The switch to the new WLTP test cycle is a real feat for Volkswagen. It is likely to result in temporary production capacity shortfalls starting in August.


Specifically, the company and the works council are currently discussing necessary closure days. It is also a question of sharing the burden fairly. Employees will receive information about the details as soon as possible.

"We must expect production downtimes in the third quarter."

Volkswagen provided information on the background of the challenges surrounding the WLTP in advance of its implementation. At the most recent works council meeting at the Wolfsburg plant, for example, Group and Brand CEO Herbert Diess announced, “We must expect production downtimes in the third quarter. After the plant holidays in Wolfsburg, we will only build vehicles that meet the new standards. Deliveries will be made gradually as soon as the necessary approvals are available. Nevertheless, we will have to warehouse several vehicles in the meantime. To make sure this number doesn’t get too high, we have to plan closure days in Wolfsburg after the plant holidays until the end of September.”

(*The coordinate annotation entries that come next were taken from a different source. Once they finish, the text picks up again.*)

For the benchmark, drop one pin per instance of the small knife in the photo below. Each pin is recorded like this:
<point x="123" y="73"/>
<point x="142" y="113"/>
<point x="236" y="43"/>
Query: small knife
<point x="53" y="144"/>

The holidays at the main plant will last from July 9 to July 27. Works Council Chairman Bernd Osterloh made it clear at the works council meeting that the impact of program cuts would not be shouldered by employees alone.

As to where the finished vehicles that meet the WLTP standards but still lack the approval of the German Federal Motor Transport Authority will be temporarily stored, Volkswagen has come up with a few preliminary solutions: vehicles will be temporarily parked on the test site in Ehra-Lessien in the district of Gifhorn as well, roughly 20 minutes’ drive from Wolfsburg, and on space at the major airport BER in Berlin.

What is the WLTP?

Legislators are implementing standardized test procedures for the type approval of new vehicles. These procedures measure the exhaust emissions, fuel consumption and CO₂ emissions, as well as the range for electric vehicles. In the EU, these tests were previously based on the New European Driving Cycle (NEDC). This is being replaced by the WLTP, the Worldwide Harmonized Light-Duty Vehicles Test Procedure. The aim of the WLTP is to determine more realistic CO₂ emissions and fuel consumption for customers. The new test cycle is considerably longer and several times more complex than its predecessor.
 

When will the WLTP take effect?

All newly launched models and engines have already had to be tested to WLTP standards since September 1, 2017. Starting September 1, 2018, this will also apply to all newly registered vehicles, even existing models. Starting in September, the registration of new vehicles without WLTP testing will no longer be permitted.